Founder Henry Tourner Asher, an unassuming, dependable supporter of Negro youth, equal rights, higher education and religious affairs and son of a Baptist Minister, was born in Owensboro, Kentucky, on June 30, 1890 and was the eldest of seven children.

He moved to Bloomington, Indiana, attended public schools and graduated from the Bloomington High School in 1910. He enrolled at Indiana University in 1910, where he received the degree of Bachelor of Arts in 1914. He became an instructor at Lincoln Institute at Jefferson City, Missouri from 1914-1915. In 1915, he enrolled in a graduate program at Wisconsin and subsequently at the University of Illinois, but transferred to the University of Minnesota, where he earned his MA degree in 1917. He received the degree of LL.B. at the Detroit College of Law in 1928. Asher subsequently married Celia Craig in 1936 and later met and married his second wife Bessie.

Asher served a year overseas in France during World War I and attained the rank of corporal.
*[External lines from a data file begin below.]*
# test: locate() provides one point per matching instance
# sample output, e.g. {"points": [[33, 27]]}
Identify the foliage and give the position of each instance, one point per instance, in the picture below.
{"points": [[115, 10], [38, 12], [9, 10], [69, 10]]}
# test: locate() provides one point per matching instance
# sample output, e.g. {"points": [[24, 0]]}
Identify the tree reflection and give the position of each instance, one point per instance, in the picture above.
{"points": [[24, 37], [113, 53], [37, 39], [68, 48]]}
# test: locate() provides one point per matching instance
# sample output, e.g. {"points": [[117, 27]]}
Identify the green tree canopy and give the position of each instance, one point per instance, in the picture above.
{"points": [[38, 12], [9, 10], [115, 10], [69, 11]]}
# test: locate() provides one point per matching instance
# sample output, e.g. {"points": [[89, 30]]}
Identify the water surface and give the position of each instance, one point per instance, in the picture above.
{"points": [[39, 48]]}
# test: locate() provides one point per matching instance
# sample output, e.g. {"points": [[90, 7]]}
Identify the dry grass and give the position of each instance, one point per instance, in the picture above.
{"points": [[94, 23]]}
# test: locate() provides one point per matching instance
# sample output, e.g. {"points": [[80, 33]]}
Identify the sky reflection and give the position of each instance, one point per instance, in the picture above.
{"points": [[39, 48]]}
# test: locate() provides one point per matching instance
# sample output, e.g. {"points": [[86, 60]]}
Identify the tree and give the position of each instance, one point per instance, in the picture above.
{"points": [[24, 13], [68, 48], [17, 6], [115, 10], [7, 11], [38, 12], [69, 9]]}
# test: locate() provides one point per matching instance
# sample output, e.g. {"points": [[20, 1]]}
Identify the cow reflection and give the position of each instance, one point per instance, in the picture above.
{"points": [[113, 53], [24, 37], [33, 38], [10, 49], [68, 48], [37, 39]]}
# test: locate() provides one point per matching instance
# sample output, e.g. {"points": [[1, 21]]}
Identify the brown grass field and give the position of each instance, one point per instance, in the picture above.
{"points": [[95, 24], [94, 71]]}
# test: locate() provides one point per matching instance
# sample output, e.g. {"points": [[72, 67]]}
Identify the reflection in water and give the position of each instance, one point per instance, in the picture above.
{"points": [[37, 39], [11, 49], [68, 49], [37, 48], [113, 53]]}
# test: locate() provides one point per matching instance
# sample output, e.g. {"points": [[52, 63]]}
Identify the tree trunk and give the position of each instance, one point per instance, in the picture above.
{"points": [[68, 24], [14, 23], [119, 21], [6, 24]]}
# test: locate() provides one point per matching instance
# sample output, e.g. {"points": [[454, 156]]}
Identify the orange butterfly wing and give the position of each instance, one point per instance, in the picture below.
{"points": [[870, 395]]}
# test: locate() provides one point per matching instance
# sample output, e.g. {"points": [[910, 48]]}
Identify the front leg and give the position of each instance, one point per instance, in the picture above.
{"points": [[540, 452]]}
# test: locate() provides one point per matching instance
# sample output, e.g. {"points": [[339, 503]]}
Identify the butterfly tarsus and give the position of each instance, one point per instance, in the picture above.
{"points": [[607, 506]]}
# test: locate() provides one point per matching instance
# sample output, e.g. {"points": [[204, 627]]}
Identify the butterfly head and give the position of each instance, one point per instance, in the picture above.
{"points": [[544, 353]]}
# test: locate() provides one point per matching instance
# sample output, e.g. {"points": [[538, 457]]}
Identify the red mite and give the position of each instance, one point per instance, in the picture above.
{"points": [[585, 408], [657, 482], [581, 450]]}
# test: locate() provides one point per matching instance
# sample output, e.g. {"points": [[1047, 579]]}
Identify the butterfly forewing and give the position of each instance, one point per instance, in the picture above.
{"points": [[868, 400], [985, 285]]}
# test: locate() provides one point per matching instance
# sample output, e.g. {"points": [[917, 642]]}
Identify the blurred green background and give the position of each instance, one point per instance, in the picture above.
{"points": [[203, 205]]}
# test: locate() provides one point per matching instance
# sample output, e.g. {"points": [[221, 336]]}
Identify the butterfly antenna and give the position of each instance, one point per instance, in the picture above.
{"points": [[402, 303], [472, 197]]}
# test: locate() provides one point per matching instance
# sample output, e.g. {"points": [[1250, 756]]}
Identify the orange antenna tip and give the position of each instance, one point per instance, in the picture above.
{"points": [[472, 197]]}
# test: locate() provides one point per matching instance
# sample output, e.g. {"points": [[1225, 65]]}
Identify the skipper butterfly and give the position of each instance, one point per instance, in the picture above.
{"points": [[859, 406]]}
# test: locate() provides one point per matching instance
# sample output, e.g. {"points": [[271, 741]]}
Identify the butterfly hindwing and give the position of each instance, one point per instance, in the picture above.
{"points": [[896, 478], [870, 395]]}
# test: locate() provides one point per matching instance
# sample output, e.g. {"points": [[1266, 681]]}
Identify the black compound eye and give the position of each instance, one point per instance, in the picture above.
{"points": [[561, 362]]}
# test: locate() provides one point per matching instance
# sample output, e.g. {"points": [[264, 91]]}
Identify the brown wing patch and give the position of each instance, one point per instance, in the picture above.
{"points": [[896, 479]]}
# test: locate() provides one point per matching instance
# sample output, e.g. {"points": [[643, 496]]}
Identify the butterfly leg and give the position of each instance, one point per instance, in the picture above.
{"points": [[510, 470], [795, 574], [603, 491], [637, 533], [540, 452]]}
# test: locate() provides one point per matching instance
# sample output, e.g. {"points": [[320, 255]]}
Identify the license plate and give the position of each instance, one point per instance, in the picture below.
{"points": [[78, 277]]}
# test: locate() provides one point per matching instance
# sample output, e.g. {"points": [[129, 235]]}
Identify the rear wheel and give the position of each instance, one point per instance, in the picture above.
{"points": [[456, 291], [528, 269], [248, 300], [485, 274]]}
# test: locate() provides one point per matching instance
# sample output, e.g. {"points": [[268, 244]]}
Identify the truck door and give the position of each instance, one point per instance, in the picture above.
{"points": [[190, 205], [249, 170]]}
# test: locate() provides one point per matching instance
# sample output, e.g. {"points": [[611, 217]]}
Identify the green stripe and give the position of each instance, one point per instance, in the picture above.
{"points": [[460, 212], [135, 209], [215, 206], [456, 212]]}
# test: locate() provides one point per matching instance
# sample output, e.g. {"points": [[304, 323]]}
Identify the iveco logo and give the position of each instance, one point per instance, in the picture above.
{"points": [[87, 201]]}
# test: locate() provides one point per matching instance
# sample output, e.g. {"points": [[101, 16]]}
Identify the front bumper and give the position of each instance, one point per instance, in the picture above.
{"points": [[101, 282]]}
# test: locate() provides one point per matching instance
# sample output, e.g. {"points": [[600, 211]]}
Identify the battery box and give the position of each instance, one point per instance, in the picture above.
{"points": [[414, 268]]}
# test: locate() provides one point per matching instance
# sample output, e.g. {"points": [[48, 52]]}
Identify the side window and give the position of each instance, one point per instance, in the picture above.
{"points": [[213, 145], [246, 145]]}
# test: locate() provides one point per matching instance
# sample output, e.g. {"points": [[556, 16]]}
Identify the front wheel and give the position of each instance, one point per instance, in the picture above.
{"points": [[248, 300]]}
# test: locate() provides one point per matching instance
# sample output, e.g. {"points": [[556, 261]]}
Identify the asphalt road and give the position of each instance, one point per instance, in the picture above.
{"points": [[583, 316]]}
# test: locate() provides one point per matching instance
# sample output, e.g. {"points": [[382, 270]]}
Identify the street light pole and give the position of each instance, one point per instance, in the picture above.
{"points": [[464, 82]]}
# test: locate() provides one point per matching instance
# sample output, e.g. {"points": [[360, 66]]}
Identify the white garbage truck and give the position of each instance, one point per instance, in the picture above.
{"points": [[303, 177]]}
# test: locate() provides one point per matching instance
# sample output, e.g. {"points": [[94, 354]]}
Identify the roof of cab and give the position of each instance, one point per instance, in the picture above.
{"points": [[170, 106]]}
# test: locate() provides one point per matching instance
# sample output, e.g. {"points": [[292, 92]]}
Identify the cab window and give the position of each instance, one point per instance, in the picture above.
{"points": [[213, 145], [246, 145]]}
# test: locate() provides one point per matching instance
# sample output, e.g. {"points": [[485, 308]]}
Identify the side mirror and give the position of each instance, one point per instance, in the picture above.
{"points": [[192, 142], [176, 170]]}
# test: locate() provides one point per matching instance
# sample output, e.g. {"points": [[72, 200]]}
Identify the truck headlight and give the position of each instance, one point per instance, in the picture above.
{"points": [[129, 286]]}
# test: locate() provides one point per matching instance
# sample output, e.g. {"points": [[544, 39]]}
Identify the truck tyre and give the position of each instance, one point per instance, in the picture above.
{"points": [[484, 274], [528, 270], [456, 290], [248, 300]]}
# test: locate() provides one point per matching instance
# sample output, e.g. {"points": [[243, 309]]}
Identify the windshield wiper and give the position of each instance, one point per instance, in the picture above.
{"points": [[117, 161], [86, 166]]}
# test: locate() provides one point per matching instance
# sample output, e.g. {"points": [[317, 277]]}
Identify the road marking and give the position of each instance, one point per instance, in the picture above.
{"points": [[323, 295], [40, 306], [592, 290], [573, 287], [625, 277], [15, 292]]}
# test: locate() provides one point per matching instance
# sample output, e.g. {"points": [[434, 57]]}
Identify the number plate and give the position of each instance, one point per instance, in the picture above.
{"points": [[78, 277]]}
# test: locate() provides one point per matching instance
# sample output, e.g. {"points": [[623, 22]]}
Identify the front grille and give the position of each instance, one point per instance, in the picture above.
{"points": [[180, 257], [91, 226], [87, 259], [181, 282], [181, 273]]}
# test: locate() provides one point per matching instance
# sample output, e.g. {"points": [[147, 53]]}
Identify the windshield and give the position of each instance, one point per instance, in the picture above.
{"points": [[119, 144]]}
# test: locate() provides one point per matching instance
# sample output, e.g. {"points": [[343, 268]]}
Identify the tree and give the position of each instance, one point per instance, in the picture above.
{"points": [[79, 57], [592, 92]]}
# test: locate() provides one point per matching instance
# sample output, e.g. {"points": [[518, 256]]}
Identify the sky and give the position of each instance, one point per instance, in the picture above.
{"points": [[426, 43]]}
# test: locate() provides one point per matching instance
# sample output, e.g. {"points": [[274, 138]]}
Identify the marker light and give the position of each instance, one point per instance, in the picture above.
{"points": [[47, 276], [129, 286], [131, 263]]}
He was assigned to the 809th Pioneer Infantry unit of the U.S. Army. Upon completion of his service in 1919, he chose to give up a possible teaching career at Wilberforce University for one in real estate. He subsequently ended up in Detroit, where he decided to enter the postal service.

Asher, along with Founders Edmonds and Blakemore were the first three freshman initiates of the Alpha of Kappa Alpha Nu. Although not a charter member of the Detroit (MI) Alumni Chapter, he was among the first to affiliate with the chapter in 1920.

Asher was an active member of several organizations including the NAACP, the Elks and the Veterans of Foreign Wars. He spent the remainder of his life in Detroit, Michigan, where he died March 5, 1963. He is buried at Detroit Memorial Park (East) in Warren, Michigan.